Indiana Jones and the fedora boom
In a summer crowded with blockbusters, Disney may sweat to recoup the $295m it reportedly spent making “Dial of Destiny”, the fifth and final Indiana Jones film, out on June 30th in America. But the movie is already a hit for a firm in another industry. Herbert Johnson, a 134-year-old London hatmaker, is fielding soaring demand for a certain fedora.
“It’s been just glorious,” says Michelle Poyer-Sleeman, the master hatter who designed the latest iteration of the Poet, the hat first donned by Harrison Ford in “Raiders of the Lost Ark” in 1981. The firm had to keep the product under its hat until a couple of weeks before the movie’s launch. But already the “Destiny Poet” has caused a seven-fold rise in Herbert Johnson’s revenue since June last year. A backlog of over 300 orders waits to be handmade in a workshop that hums with the sound of fans, steam and irons.

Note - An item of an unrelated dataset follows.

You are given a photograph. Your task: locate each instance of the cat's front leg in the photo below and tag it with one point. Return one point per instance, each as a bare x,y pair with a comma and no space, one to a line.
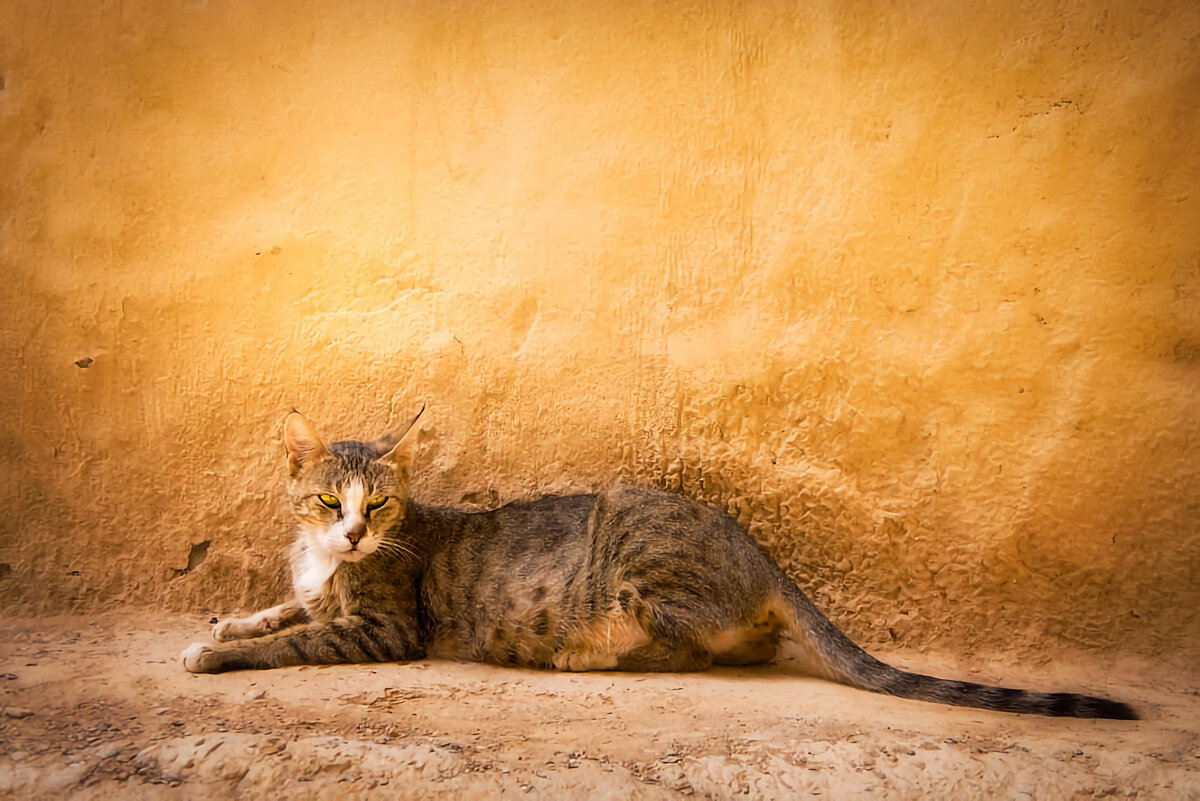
261,622
364,638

The boom marks a sharp turnaround for the firm. After the success of “Raiders” it provided Indy’s hats in the follow-ups, “Temple of Doom” (1984) and “Last Crusade” (1989). But a downturn in hat-wearing brought hard times. Venerable hatters such as Italy’s Borsalino went bust. Herbert Johnson was sold and for a while stopped making its hats in-house. For “Kingdom of the Crystal Skull”, Indy’s fourth adventure, in 2008, the producers went elsewhere.